You have no items in your shopping cart.
ABSTRACT
Accurately estimating software development costs is paramount for software project success. Global attention has focused on addressing inaccuracies in software cost estimating models leading to numerous approaches. Although machine learning algorithm techniques have seen improvement, the challenge of varying bias and variance from weaker learners persists, leading to the adoption of ensemble learning techniques for increased accuracy.
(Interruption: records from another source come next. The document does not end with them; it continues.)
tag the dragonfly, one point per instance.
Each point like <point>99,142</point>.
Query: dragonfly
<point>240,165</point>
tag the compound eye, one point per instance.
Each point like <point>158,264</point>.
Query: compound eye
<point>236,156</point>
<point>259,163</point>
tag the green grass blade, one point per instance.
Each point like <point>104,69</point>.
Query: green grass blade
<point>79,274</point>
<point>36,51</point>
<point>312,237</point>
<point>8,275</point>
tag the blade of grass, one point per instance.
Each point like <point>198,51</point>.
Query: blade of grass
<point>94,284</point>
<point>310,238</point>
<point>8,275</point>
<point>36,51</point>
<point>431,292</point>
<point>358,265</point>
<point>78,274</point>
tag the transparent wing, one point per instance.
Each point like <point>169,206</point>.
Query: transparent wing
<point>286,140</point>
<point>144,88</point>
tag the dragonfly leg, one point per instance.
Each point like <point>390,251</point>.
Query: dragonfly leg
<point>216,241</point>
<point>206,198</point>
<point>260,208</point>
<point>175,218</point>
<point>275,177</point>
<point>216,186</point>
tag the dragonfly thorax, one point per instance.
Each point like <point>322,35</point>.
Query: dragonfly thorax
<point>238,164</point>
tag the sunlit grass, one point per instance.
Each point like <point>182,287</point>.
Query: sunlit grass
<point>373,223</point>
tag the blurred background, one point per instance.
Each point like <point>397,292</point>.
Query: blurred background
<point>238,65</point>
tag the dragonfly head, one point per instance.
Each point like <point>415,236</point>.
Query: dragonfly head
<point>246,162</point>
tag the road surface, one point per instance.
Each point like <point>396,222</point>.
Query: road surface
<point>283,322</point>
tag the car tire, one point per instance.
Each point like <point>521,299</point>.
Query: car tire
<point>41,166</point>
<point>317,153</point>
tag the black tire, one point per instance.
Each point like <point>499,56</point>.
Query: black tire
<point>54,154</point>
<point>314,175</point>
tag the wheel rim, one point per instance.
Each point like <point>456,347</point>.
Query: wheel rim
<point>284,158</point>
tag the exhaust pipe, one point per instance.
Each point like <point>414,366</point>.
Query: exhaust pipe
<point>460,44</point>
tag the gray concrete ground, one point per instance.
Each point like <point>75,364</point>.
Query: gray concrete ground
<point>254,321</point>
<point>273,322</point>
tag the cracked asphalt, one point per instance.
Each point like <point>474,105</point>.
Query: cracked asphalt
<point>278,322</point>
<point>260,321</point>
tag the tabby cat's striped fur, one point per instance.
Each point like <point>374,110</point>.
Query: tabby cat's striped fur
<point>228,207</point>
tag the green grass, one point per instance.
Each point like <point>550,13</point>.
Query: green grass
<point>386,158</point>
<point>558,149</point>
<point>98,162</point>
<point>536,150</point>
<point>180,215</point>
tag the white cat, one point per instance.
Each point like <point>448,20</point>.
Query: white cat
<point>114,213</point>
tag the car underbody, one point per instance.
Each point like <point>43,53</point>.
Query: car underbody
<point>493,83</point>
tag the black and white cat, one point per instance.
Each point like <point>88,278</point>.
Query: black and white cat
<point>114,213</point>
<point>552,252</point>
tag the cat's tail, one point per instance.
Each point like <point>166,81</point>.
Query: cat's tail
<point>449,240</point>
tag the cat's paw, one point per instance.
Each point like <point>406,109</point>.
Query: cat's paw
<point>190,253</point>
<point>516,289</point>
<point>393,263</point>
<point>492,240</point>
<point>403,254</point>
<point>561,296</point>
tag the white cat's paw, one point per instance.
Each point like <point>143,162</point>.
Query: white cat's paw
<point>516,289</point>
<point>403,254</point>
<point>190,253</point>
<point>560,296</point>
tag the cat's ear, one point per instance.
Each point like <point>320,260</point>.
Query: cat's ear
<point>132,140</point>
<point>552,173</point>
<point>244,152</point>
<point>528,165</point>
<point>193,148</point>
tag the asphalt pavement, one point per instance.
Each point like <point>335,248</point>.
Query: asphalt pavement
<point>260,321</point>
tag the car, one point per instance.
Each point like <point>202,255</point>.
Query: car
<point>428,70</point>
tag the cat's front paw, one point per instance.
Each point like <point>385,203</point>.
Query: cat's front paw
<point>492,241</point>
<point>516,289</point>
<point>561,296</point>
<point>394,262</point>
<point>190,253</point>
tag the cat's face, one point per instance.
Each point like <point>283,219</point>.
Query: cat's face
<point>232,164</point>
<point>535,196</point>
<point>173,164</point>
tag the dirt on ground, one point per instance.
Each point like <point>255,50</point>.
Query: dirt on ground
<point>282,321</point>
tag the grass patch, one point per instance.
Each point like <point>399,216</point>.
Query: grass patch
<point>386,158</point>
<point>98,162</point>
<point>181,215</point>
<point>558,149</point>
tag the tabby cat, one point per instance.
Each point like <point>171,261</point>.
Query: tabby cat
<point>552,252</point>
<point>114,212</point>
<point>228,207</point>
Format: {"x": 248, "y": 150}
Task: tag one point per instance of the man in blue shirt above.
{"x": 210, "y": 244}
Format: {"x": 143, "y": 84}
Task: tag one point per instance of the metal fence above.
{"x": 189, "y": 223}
This research extends previous work on the ensemble learning Software Cost Estimation (SCE) models through the development of a Stacking Ensemble Learning Model for SCE (SELM-SCE) to reinforce the accuracy of software cost estimation by applying the combination of unsupervised K-Means and supervised K-Nearest Neighbor and LASSO machine learning methods on software projects from two datasets obtained from Promise Software Engineering Repository. The proposed SELM-SCE model was subjected to two trainings comprised of K-Means and SMOTE technique. All model training examined and reported on the performances of some essential questions related to the machine learning method. The performance of the proposed SELM-SCE model was first evaluated against three regression performance metrics. They are coefficient of determination (R2 ), root mean squared error (RMSE), and root absolute error (MAE). The results from the conducted regression experiments have shown that the SMOTE SELM-SCE without unsupervised machine learning improves the accuracy of the model performance with the following respective R 2 , RMSE, MAE values: 93.15, 1687.0780, 1188.0015 for Desharnais dataset and 94.67, 4532.7856 and 255.9115 for Maxwell dataset. The performance of SELMSCE was further evaluated against four classification performance metrics to compare with Hidmi and Sakar (2017) which is the existing boosting ensemble model. Experimental analysis of the results shows that SELM-SCE models achieved a prediction accuracy of 97.14% and 96.96% respectively higher than the existing works that exhibited prediction accuracy of 74.28% and 81.81% respectively. Other metrics obtained for the proposed model were 96.29% - 92.85%, 100% - 100%, and 96.29% - 96.29% as precisions, recalls, and F1-scores respectively.